Ganhou repercussão nacional nesta terça-feira (19) o caso de três trabalhadoras de Jaboatão dos Guararapes, no Grande Recife, em Pernambuco, que descobriram estar registradas na Carteira de Trabalho Digital como “presidentes da República”. No entanto, uma situação semelhante também foi identificada em Cachoeiro de Itapemirim.
O ex-prefeito do município capixaba, Victor Coelho, aparece registrado na Carteira de Trabalho Digital como “presidente da República”, conforme informações do documento digital. O registro, segundo os dados apresentados, consta desde o ano de 2017.

Já no caso das trabalhadoras pernambucanas, os registros indicam que elas estariam exercendo a função desde 2002. A situação chamou atenção após o caso ter sido noticiado pela rede Globo de televisão e portal G1.
Assim como uma das trabalhadoras citadas na reportagem do G1, a pedagoga Suelane Fonseca, de 49 anos, o ex-prefeito de Cachoeiro também ainda não conseguiu corrigir o cadastro.
O que diz o Ministério do Trabalho e Emprego
O Ministério do Trabalho e Emprego (MTE) esclarece que, entre 2002 até 2019, os empregadores informavam ao INSS os vínculos empregatícios de seus trabalhadores por meio da Guia de Recolhimento do FGTS e de Informações à Previdência Social (GFIP). Nesse período, algumas empresas registraram a Classificação Brasileira de Ocupações (CBO), incluindo, em determinados casos, o código referente ao cargo de Presidente da República.

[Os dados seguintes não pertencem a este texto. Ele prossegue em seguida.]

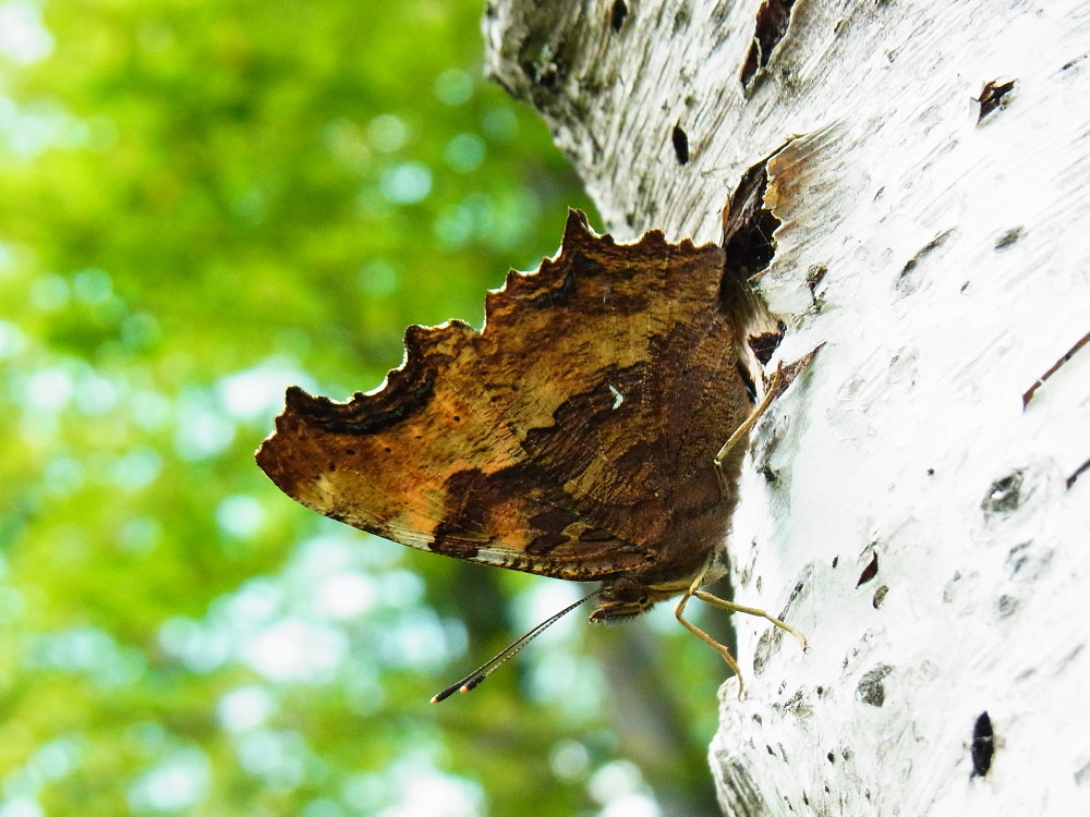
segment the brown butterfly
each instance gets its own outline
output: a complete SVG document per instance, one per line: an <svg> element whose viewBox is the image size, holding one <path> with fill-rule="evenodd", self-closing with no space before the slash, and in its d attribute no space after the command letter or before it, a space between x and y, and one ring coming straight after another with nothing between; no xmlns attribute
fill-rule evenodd
<svg viewBox="0 0 1090 817"><path fill-rule="evenodd" d="M284 493L362 531L602 583L434 700L473 688L591 598L591 621L611 621L680 596L678 620L739 679L726 647L682 615L691 596L802 641L699 589L726 572L749 430L778 383L754 408L746 339L767 315L725 273L723 251L661 231L617 244L572 210L558 255L512 271L485 314L480 332L410 327L401 366L347 403L289 388L257 451Z"/></svg>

Com a implantação da Carteira de Trabalho Digital, em setembro de 2019, as informações passaram a ser importadas da base de dados do Cadastro Nacional de Informações Sociais (CNIS), administrado pelo INSS. Dessa forma, registros enviados pelos empregadores foram automaticamente reproduzidos na carteira digital, que fica na aba outros vínculos.
Para os vínculos já da Carteira de Trabalho Digital, não há mais apresentação da descrição da CBO e sim do cargo informado pela empresa na descrição do campo “cargo” do eSocial, o que evita esse tipo de erro. Caso aconteça algum erro no eSocial, o MTE notifica o empregador para corrigir a informação.
A atualização de vínculos trabalhistas e remunerações no Cadastro Nacional de Informações Sociais (CNIS) deve ser solicitada ligando para a Central 135 ou pelo portal MEU INSS. O atendimento telefônico é fundamental para abrir o protocolo.
Para resolver a situação, o trabalhador pode solicitar ligando para o número 135 (de segunda a sábado, das 7h às 22h, horário de Brasília) do INSS. Peça ao atendente o serviço de “Atualização de Vínculos e Remunerações”. Depois, envia documentos pelo site do Meu INSS ou pelo aplicativo. Segundo o INSS, é necessário que o trabalhador apresente um destes documentos: cópia das páginas de identificação, do vínculo onde consta presidente da república, ou contrato de trabalho e anotações gerais, ou o Termo de Rescisão do Contrato de Trabalho (TRCT) ou o extrato do FGTS.